A coalition of civic groups, including the League, had sent letters to state lawmakers earlier this summer asking them to consider holding the meetings virtually. Swanson said she never received a response.
On Wednesday, the League — as well as other groups who have previously raised concerns — sent another round of letters to leaders in the Texas House and the Texas Senate.
“Although the need for creating a forum for holding virtual public input hearings is a new procedural necessity because of the COVID pandemic, the importance of facilitating public input into the legislative redistricting process is not new,” the groups wrote. “Public input, at every stage of the map-making process, is critical to a fair redistricting process and essential to compliance with the Voting Rights Act.”
Texas has a bad track record of compliance with the Voting Rights Act when it comes to redistricting. For example, Swanson said Texas lawmakers have been found by federal courts to have “racially discriminated or violated the Voting Rights Act in every redistricting cycle” in the past 50 years.
“This is very commonplace in Texas, unfortunately,” she said. “What we were hoping when we started this process back in 2019 was to add transparency and public involvement in the redistricting process.”
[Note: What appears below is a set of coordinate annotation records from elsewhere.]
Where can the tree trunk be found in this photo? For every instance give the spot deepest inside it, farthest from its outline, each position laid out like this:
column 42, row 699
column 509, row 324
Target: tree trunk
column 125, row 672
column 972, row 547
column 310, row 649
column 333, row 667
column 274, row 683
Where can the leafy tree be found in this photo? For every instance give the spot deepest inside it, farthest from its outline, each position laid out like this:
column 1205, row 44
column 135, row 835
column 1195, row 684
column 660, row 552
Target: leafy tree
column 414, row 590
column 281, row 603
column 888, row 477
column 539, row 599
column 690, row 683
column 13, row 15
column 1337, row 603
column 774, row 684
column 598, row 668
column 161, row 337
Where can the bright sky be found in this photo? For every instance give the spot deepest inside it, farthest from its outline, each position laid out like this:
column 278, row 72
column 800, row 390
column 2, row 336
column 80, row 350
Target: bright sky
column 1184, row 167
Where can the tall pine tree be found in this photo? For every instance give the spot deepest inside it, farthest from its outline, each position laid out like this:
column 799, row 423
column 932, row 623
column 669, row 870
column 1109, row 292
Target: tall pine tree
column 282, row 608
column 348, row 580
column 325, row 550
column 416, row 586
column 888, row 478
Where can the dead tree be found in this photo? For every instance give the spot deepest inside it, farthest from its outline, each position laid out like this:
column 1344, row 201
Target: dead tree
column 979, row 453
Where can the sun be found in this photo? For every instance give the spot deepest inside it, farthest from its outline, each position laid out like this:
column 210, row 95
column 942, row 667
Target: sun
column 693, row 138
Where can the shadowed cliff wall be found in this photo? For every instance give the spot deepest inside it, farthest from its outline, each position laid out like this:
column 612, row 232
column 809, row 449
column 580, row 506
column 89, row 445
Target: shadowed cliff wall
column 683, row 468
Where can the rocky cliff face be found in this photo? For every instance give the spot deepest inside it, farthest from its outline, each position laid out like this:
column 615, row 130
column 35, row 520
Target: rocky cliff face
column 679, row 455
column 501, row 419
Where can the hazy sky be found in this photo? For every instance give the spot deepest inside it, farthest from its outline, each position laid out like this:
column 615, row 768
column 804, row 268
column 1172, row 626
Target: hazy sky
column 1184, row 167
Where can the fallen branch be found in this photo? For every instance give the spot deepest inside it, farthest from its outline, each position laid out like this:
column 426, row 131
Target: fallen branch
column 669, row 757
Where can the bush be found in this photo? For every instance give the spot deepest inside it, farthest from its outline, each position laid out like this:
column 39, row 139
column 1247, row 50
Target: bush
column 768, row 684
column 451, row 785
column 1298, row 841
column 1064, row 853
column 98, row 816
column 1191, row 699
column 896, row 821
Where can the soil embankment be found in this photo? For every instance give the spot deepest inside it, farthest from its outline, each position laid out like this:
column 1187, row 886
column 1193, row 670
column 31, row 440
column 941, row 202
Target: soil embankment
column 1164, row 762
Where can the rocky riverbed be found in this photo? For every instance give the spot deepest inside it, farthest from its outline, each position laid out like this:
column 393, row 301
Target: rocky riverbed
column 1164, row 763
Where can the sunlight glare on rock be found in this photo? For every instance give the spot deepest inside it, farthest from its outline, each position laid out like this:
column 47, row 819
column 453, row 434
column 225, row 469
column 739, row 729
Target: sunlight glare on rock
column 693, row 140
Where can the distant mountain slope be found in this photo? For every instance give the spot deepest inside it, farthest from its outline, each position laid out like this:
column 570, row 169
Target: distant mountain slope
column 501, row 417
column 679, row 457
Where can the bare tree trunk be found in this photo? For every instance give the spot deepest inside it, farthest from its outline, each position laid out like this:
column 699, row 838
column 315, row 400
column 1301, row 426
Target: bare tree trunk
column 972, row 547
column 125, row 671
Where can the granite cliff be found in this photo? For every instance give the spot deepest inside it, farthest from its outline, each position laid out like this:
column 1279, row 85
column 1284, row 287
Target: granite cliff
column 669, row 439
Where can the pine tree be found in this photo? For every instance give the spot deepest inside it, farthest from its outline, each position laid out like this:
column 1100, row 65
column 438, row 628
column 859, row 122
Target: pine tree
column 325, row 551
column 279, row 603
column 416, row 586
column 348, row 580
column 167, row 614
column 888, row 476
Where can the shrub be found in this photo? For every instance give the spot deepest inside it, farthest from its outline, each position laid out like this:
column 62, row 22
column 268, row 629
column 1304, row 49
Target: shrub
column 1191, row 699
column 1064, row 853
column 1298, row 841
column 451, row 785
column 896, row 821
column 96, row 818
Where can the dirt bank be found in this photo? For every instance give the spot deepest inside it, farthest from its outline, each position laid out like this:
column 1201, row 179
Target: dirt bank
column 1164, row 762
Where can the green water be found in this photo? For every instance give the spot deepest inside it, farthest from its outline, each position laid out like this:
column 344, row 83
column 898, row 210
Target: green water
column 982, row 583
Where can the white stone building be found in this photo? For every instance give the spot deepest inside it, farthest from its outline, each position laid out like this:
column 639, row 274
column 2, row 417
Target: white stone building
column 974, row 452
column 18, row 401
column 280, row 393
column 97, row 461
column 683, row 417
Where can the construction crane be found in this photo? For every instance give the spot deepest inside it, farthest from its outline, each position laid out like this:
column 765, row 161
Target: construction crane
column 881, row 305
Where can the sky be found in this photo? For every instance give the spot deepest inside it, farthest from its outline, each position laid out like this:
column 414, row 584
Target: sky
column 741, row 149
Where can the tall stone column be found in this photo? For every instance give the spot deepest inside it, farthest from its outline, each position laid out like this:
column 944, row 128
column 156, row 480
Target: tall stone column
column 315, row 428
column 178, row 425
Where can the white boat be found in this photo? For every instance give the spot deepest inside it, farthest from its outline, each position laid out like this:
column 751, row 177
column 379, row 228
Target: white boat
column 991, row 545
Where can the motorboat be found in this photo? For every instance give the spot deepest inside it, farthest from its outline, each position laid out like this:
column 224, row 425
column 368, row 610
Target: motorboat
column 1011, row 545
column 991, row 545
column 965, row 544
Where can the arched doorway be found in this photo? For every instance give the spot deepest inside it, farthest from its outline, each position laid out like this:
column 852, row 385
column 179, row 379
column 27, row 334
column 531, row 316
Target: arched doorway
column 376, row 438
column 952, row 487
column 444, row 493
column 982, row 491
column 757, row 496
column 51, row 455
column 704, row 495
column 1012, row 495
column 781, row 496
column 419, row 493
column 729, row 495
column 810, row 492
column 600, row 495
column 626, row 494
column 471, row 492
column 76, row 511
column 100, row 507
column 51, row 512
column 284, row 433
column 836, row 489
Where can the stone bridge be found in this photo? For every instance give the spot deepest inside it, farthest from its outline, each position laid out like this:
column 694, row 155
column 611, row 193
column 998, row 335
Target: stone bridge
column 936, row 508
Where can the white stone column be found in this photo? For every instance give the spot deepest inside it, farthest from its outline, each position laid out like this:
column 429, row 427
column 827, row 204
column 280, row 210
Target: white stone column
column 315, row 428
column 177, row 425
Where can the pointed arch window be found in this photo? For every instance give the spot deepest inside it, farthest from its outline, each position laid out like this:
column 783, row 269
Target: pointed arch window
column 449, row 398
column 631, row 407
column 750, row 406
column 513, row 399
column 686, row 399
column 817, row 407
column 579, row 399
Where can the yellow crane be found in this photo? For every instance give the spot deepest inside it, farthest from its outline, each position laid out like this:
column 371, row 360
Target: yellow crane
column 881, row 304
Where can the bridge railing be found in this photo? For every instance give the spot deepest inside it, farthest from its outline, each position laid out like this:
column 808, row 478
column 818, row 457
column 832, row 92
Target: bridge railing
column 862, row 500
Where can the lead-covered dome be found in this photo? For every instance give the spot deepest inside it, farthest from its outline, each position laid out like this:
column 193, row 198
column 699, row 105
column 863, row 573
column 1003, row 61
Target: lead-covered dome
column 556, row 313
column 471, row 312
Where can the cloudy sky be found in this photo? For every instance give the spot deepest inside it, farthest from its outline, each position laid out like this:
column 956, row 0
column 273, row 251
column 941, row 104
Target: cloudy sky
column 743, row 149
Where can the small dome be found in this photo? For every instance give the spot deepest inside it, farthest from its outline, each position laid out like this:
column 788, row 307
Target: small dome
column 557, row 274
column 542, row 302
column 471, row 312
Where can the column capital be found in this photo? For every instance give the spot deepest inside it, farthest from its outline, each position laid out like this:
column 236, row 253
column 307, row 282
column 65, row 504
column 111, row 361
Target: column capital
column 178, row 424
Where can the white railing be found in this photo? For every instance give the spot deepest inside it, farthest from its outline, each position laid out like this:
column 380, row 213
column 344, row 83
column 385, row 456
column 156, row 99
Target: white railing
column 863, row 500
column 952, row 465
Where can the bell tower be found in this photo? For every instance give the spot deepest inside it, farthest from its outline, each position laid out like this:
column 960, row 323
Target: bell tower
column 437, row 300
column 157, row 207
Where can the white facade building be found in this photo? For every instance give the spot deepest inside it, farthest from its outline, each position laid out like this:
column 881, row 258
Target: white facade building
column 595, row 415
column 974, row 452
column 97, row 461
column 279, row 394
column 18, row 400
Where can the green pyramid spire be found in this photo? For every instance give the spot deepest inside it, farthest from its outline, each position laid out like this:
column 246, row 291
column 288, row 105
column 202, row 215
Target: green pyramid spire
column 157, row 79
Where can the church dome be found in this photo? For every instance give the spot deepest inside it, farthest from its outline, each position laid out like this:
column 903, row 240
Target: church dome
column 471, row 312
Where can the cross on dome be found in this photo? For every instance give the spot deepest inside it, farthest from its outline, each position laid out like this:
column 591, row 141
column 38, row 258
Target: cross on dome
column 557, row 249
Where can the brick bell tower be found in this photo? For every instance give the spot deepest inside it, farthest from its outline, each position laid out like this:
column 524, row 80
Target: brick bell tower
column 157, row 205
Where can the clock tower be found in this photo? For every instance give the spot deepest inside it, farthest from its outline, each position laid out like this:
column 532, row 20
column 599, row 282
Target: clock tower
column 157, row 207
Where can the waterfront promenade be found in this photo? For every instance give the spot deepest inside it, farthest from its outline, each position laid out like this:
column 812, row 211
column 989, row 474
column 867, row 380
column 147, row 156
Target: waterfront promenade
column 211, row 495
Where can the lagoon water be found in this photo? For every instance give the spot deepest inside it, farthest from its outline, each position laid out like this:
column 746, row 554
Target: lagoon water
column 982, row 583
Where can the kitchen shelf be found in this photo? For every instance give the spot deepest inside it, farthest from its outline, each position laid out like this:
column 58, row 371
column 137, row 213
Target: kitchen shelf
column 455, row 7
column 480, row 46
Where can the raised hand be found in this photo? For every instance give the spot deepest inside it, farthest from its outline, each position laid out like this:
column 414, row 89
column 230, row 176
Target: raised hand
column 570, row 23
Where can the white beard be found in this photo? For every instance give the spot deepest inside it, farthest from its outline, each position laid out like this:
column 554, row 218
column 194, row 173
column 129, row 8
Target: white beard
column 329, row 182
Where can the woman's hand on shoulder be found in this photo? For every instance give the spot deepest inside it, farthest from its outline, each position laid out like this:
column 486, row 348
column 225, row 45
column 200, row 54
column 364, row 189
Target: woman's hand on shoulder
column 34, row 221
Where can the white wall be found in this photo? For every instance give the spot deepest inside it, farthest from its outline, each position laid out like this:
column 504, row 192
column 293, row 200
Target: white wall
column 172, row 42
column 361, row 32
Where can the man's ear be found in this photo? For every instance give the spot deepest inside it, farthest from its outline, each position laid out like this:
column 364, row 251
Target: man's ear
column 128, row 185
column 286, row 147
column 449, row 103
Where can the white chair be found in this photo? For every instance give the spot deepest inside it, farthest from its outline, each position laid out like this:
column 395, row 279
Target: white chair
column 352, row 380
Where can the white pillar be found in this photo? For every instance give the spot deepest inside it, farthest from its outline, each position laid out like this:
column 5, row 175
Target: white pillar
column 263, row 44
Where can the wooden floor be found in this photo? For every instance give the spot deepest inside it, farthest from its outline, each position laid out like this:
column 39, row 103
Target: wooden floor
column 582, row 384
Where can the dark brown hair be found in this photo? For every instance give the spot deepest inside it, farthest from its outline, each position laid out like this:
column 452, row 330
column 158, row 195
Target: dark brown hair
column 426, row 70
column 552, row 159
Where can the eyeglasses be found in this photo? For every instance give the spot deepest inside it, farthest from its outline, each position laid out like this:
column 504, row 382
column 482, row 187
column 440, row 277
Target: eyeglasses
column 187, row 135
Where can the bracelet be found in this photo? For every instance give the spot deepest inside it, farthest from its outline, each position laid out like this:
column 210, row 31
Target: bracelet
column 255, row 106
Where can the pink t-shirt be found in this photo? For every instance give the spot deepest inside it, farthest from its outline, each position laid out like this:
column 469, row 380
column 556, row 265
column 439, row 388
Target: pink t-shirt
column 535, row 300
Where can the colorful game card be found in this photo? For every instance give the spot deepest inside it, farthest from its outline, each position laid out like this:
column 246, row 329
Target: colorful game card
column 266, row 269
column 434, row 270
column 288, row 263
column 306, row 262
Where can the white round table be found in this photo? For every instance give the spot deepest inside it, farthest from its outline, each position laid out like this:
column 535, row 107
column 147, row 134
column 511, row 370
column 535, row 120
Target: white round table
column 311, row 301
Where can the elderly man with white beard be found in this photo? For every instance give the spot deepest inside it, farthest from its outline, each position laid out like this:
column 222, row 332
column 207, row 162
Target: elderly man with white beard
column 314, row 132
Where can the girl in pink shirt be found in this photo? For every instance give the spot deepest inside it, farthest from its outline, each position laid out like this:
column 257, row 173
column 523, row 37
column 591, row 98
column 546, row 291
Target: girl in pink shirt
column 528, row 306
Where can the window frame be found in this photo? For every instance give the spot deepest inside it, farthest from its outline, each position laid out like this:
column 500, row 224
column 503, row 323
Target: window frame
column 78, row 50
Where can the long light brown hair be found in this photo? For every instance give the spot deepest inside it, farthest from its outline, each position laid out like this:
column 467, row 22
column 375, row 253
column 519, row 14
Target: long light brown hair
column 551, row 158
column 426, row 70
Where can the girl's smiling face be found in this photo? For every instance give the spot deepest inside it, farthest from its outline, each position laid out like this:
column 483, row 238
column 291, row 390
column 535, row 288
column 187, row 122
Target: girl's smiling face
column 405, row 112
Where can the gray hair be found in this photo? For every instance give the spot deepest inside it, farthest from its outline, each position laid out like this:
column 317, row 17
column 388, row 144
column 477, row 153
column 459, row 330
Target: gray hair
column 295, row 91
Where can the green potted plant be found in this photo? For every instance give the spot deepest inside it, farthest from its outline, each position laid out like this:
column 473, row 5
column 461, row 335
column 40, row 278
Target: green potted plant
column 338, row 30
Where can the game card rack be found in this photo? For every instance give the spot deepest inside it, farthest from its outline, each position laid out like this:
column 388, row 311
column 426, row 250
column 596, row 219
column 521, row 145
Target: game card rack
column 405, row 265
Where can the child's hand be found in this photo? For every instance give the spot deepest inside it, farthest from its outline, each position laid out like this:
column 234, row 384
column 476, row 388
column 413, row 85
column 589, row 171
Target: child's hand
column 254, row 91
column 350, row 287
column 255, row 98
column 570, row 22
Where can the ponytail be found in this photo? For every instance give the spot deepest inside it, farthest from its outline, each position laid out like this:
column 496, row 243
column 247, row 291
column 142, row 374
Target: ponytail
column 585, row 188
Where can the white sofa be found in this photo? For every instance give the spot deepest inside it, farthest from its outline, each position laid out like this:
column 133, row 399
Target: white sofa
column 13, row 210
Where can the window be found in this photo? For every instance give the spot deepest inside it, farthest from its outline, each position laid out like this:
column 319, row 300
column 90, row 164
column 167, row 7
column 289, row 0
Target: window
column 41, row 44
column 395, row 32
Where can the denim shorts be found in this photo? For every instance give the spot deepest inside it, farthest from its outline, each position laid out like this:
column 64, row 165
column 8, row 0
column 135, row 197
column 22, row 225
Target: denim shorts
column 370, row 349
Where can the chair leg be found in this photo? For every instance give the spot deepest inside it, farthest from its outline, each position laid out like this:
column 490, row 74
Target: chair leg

Swanson said these public hearings were suggested by courts last year in an effort to keep the state from discriminating against racial minorities in future redistricting processes.
“The reason that Texas actually holds them is because they have been in trouble for violating the Voting Rights Act so much,” Swanson said. “And so that’s something that courts like to see is that, ‘Did you try to include the public in the map-making process?'”
State lawmakers have claimed they can’t move the hearings to a virtual format because there are rules that prohibit virtual hearings in the legislature.
However, Swanson said she doesn't think these rules should apply to these public hearings.
“These are public input hearings — they are not voting on legislation that they would need an official body for,” she said. “They are not taking any official vote.”